Usted está aquí

Un fantasma

Un adverso destino persiguió a don Manuel de Mier y Terán toda su vida, hasta que él mismo se procuró la muerte. Quebranto tras quebranto, un infortunio después de otro, fueron doblegando la recia voluntad de aquel hombre que pareció haber nacido tan sólo para el sufrimiento.

Vio la primera luz en la ciudad de México, en 1789, y ya de niño sintió vocación por la vida militar. Muy joven participó en la guerra de Independencia. En ella llegó a alcanzar el grado de coronel. Luego, triunfante el movimiento, fue Ministro de la Guerra al lado de don Guadalupe Victoria, primer Presidente de México. Se encumbró de tal modo que algunos llegaron a considerar que sería alguna vez, él también, Presidente de la Nación.

Apariencia, todo era apariencia. Los visibles buenos éxitos de don Manuel brillaban sólo para los demás. En él pesaban más los dolores de sus fracasos militares: su salida de Silacayoapan, en Oaxaca, al ser sitiado por los realistas; su rendimiento en Tehuacán. Y pesaban también sus derrotas políticas: su pobre actuación al poner trabas al Congreso que declaró la Independencia, el rechazo de los caudillos de la guerra cuando quiso proclamarse capitán principal de la insurgencia.

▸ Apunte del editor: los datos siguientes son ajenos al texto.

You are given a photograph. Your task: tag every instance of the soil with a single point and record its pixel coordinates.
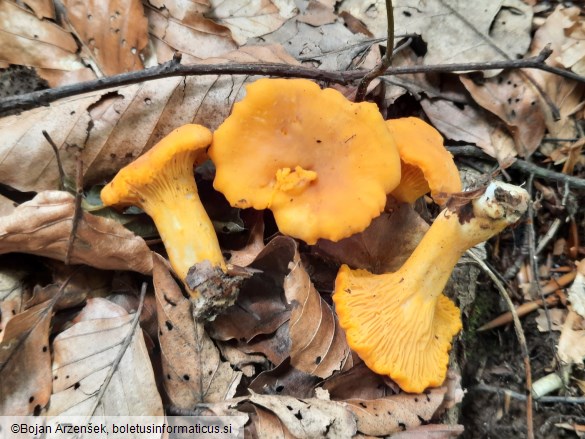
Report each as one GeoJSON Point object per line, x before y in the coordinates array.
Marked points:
{"type": "Point", "coordinates": [492, 358]}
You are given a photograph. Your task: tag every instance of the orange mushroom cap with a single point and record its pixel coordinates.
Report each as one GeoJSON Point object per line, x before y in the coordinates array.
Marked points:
{"type": "Point", "coordinates": [321, 163]}
{"type": "Point", "coordinates": [400, 323]}
{"type": "Point", "coordinates": [161, 182]}
{"type": "Point", "coordinates": [426, 165]}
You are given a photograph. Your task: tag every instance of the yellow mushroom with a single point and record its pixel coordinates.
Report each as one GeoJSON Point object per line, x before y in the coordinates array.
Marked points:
{"type": "Point", "coordinates": [400, 323]}
{"type": "Point", "coordinates": [426, 166]}
{"type": "Point", "coordinates": [321, 163]}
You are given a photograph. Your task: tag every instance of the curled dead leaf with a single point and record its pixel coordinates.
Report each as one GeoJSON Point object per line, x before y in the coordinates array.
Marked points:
{"type": "Point", "coordinates": [84, 356]}
{"type": "Point", "coordinates": [318, 344]}
{"type": "Point", "coordinates": [192, 368]}
{"type": "Point", "coordinates": [43, 227]}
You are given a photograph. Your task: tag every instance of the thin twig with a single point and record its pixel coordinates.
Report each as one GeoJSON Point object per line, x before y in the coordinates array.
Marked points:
{"type": "Point", "coordinates": [386, 60]}
{"type": "Point", "coordinates": [77, 212]}
{"type": "Point", "coordinates": [123, 348]}
{"type": "Point", "coordinates": [521, 165]}
{"type": "Point", "coordinates": [521, 397]}
{"type": "Point", "coordinates": [58, 158]}
{"type": "Point", "coordinates": [173, 68]}
{"type": "Point", "coordinates": [534, 262]}
{"type": "Point", "coordinates": [521, 339]}
{"type": "Point", "coordinates": [551, 286]}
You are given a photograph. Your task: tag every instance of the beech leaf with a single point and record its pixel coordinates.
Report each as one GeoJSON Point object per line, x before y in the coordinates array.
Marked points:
{"type": "Point", "coordinates": [25, 362]}
{"type": "Point", "coordinates": [109, 129]}
{"type": "Point", "coordinates": [114, 33]}
{"type": "Point", "coordinates": [309, 418]}
{"type": "Point", "coordinates": [84, 356]}
{"type": "Point", "coordinates": [318, 344]}
{"type": "Point", "coordinates": [43, 227]}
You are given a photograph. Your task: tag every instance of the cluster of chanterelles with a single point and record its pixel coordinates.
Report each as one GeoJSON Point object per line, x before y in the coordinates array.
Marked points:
{"type": "Point", "coordinates": [324, 166]}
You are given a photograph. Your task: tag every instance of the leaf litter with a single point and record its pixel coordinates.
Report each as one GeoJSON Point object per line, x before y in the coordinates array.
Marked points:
{"type": "Point", "coordinates": [281, 339]}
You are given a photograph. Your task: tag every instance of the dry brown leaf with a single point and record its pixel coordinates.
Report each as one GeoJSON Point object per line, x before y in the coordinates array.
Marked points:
{"type": "Point", "coordinates": [261, 306]}
{"type": "Point", "coordinates": [113, 32]}
{"type": "Point", "coordinates": [309, 418]}
{"type": "Point", "coordinates": [251, 18]}
{"type": "Point", "coordinates": [83, 357]}
{"type": "Point", "coordinates": [284, 380]}
{"type": "Point", "coordinates": [357, 382]}
{"type": "Point", "coordinates": [571, 348]}
{"type": "Point", "coordinates": [318, 344]}
{"type": "Point", "coordinates": [472, 125]}
{"type": "Point", "coordinates": [384, 416]}
{"type": "Point", "coordinates": [7, 206]}
{"type": "Point", "coordinates": [25, 362]}
{"type": "Point", "coordinates": [42, 227]}
{"type": "Point", "coordinates": [318, 13]}
{"type": "Point", "coordinates": [192, 368]}
{"type": "Point", "coordinates": [41, 8]}
{"type": "Point", "coordinates": [275, 346]}
{"type": "Point", "coordinates": [240, 360]}
{"type": "Point", "coordinates": [266, 425]}
{"type": "Point", "coordinates": [433, 431]}
{"type": "Point", "coordinates": [179, 25]}
{"type": "Point", "coordinates": [384, 246]}
{"type": "Point", "coordinates": [28, 40]}
{"type": "Point", "coordinates": [245, 256]}
{"type": "Point", "coordinates": [454, 31]}
{"type": "Point", "coordinates": [11, 294]}
{"type": "Point", "coordinates": [577, 290]}
{"type": "Point", "coordinates": [328, 47]}
{"type": "Point", "coordinates": [567, 95]}
{"type": "Point", "coordinates": [109, 129]}
{"type": "Point", "coordinates": [515, 101]}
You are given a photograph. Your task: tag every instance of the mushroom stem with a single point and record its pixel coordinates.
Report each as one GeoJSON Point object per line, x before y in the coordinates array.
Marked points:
{"type": "Point", "coordinates": [161, 183]}
{"type": "Point", "coordinates": [453, 233]}
{"type": "Point", "coordinates": [400, 323]}
{"type": "Point", "coordinates": [181, 220]}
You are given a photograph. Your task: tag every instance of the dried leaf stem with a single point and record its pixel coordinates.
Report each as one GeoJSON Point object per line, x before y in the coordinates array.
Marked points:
{"type": "Point", "coordinates": [519, 335]}
{"type": "Point", "coordinates": [77, 212]}
{"type": "Point", "coordinates": [386, 60]}
{"type": "Point", "coordinates": [121, 353]}
{"type": "Point", "coordinates": [15, 104]}
{"type": "Point", "coordinates": [58, 159]}
{"type": "Point", "coordinates": [523, 166]}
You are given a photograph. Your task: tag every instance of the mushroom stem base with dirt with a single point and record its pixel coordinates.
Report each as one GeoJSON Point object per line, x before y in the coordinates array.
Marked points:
{"type": "Point", "coordinates": [400, 323]}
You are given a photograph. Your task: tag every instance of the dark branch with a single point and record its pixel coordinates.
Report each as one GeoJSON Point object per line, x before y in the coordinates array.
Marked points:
{"type": "Point", "coordinates": [386, 60]}
{"type": "Point", "coordinates": [523, 166]}
{"type": "Point", "coordinates": [174, 68]}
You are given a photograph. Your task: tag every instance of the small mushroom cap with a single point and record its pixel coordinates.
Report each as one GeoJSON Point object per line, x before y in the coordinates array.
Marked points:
{"type": "Point", "coordinates": [321, 163]}
{"type": "Point", "coordinates": [396, 331]}
{"type": "Point", "coordinates": [182, 148]}
{"type": "Point", "coordinates": [426, 165]}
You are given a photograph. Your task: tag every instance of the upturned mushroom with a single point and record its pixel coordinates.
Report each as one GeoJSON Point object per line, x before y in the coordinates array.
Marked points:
{"type": "Point", "coordinates": [321, 163]}
{"type": "Point", "coordinates": [426, 166]}
{"type": "Point", "coordinates": [161, 182]}
{"type": "Point", "coordinates": [400, 323]}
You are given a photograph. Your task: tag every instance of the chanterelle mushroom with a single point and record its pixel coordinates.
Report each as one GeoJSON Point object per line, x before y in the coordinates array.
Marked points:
{"type": "Point", "coordinates": [161, 182]}
{"type": "Point", "coordinates": [321, 163]}
{"type": "Point", "coordinates": [400, 323]}
{"type": "Point", "coordinates": [426, 166]}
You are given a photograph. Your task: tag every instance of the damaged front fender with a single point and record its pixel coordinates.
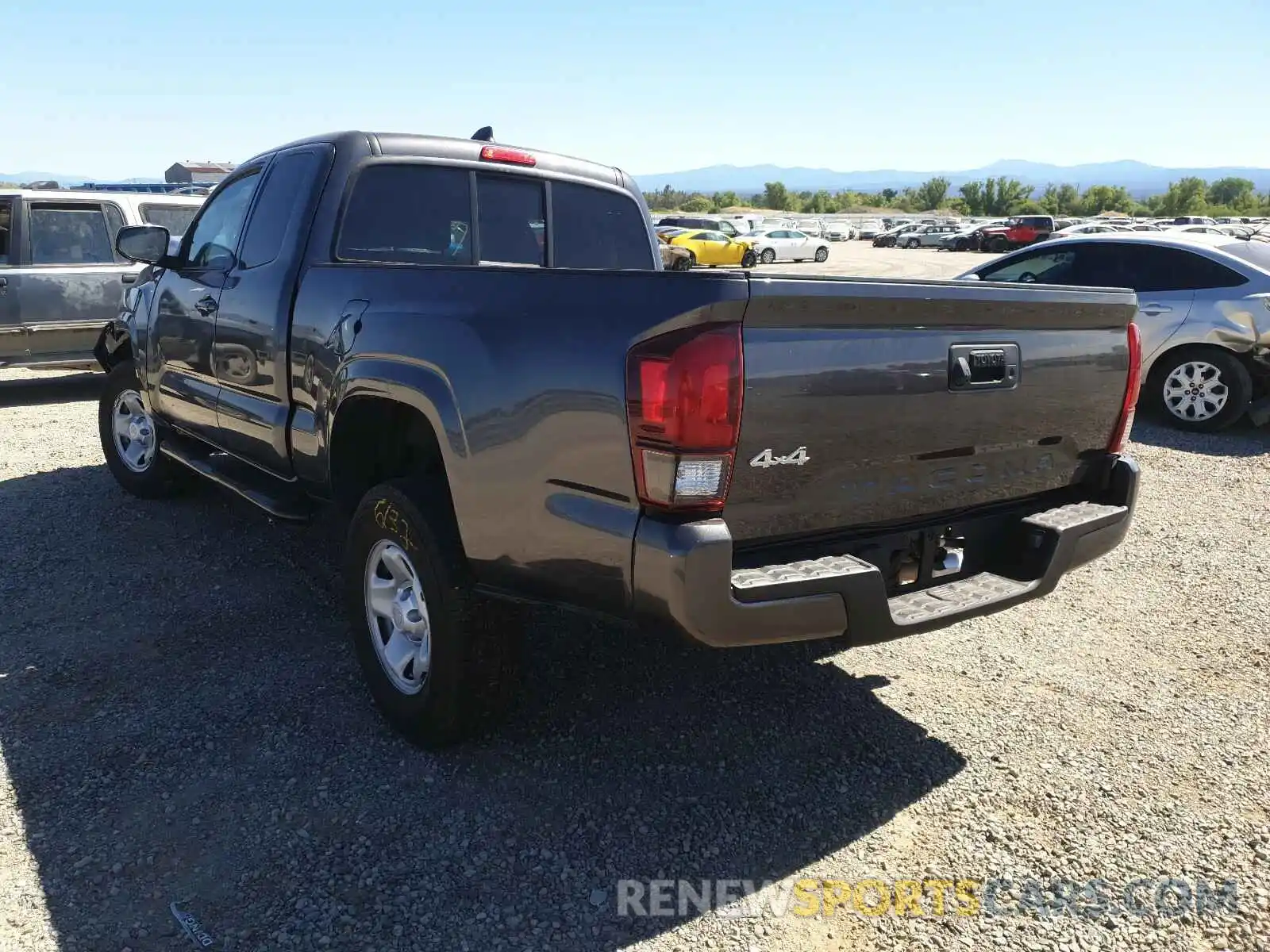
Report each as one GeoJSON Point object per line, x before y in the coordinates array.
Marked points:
{"type": "Point", "coordinates": [114, 344]}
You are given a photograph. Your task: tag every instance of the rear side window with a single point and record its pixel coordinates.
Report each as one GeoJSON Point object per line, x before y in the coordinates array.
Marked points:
{"type": "Point", "coordinates": [597, 228]}
{"type": "Point", "coordinates": [1156, 268]}
{"type": "Point", "coordinates": [408, 215]}
{"type": "Point", "coordinates": [512, 220]}
{"type": "Point", "coordinates": [175, 217]}
{"type": "Point", "coordinates": [70, 234]}
{"type": "Point", "coordinates": [283, 200]}
{"type": "Point", "coordinates": [1041, 267]}
{"type": "Point", "coordinates": [6, 228]}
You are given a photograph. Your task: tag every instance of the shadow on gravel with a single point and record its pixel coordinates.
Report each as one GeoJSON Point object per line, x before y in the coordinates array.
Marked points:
{"type": "Point", "coordinates": [51, 390]}
{"type": "Point", "coordinates": [182, 721]}
{"type": "Point", "coordinates": [1240, 440]}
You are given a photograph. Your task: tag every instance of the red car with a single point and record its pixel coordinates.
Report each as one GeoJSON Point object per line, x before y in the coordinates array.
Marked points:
{"type": "Point", "coordinates": [1019, 232]}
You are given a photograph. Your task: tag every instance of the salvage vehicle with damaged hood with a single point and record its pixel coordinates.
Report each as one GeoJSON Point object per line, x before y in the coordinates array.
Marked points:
{"type": "Point", "coordinates": [473, 352]}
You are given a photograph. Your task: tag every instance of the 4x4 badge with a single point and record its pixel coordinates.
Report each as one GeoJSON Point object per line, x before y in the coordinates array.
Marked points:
{"type": "Point", "coordinates": [797, 459]}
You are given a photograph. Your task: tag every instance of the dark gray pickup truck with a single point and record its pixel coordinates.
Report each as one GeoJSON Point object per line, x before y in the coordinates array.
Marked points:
{"type": "Point", "coordinates": [474, 352]}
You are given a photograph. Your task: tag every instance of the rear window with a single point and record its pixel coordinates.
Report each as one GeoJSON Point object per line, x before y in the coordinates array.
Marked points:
{"type": "Point", "coordinates": [408, 215]}
{"type": "Point", "coordinates": [175, 217]}
{"type": "Point", "coordinates": [70, 234]}
{"type": "Point", "coordinates": [597, 228]}
{"type": "Point", "coordinates": [1255, 251]}
{"type": "Point", "coordinates": [6, 224]}
{"type": "Point", "coordinates": [279, 203]}
{"type": "Point", "coordinates": [512, 220]}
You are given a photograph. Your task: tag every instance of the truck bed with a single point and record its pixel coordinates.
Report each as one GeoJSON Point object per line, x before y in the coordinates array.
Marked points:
{"type": "Point", "coordinates": [854, 378]}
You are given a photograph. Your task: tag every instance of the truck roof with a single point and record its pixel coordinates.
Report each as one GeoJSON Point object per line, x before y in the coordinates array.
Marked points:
{"type": "Point", "coordinates": [410, 145]}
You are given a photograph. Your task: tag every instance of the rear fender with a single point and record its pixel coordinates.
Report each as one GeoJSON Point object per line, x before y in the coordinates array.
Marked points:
{"type": "Point", "coordinates": [417, 384]}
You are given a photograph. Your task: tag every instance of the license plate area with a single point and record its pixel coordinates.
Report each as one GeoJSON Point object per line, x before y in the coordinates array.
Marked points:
{"type": "Point", "coordinates": [983, 367]}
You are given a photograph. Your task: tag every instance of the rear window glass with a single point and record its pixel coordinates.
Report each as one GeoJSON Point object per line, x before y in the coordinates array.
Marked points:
{"type": "Point", "coordinates": [6, 225]}
{"type": "Point", "coordinates": [70, 234]}
{"type": "Point", "coordinates": [512, 220]}
{"type": "Point", "coordinates": [1255, 251]}
{"type": "Point", "coordinates": [175, 217]}
{"type": "Point", "coordinates": [597, 228]}
{"type": "Point", "coordinates": [279, 202]}
{"type": "Point", "coordinates": [408, 215]}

Todo eso agrió su carácter y lo hizo proclive a bruscos arrebatos de cólera, y luego a profundos estados de abatimiento y depresión. Por dificultades personales con Victoria hubo de renunciar a su título de Ministro. Ocupó luego cargos de poca importancia, al menos si se les compara con los otros que ya había tenido. Hizo una nueva, efímera incursión en los quehaceres de la guerra, y en uno de tantos enfrentamientos que siguieron a la consumación de la Independencia realizó una campaña en Tamaulipas, donde otra vez fracasó al intentar la toma de Tampico. Se retiró a Padilla, donde ocho años antes había sido fusilado Agustín de Iturbide. Ahí se alojó en la hermosa Casa de Gobierno, de majestuosa estructura y belleza singular. En sus habitaciones se encerraba don Manuel, dolido y contristado. Se le oía andar pausadamente de uno a otro lado de su alcoba; lo miraban luego andar solo por los extensos corredores, salir al huerto vecino y detenerse a contemplar el cielo. Un día se alejó don Manuel por el camino y se internó en un ameno bosquecillo en las afueras de la población. Cuando las horas pasaron sin que regresara, sus ayudantes lo fueron a buscar. 

Hallaron su cadáver al pie de un frondoso árbol. Don Manuel se había suicidado. Tomó su espada, y haciendo un esfuerzo sobrehumano se la clavó en el pecho. Cuscó con la punta el corazón y se lo traspasó en medio de dolores crudelísimos. Con esos dolores acabó su vida de dolor.

Hace algún tiempo fui a Padilla -a lo que fue Padilla- en excursión de pesca. Ahí está la Presa “Vicente Guerrero”. Cuando ese embalse fue construido y sus aguas subieron, la antigua y prestigiosa ciudad quedó cubierta. Pasé en la lancha, en muda soledad, por sobre sus restos. A la caída del sol se veía nada más, sobresaliendo de la superficie, aquella Casa de Gobierno que albergó el sufrimiento de aquel hombre atormentado por sí mismo. Todo ha pasado. 

Todo quedó bajo las aguas del olvido. Terso el lago como un espejo silencioso, bruñido por la naciente luna que salía, de pronto un pez de plata rompió las aguas y cayó luego formando círculos concéntricos que fueron a morir en el costado de mi pequeña embarcación.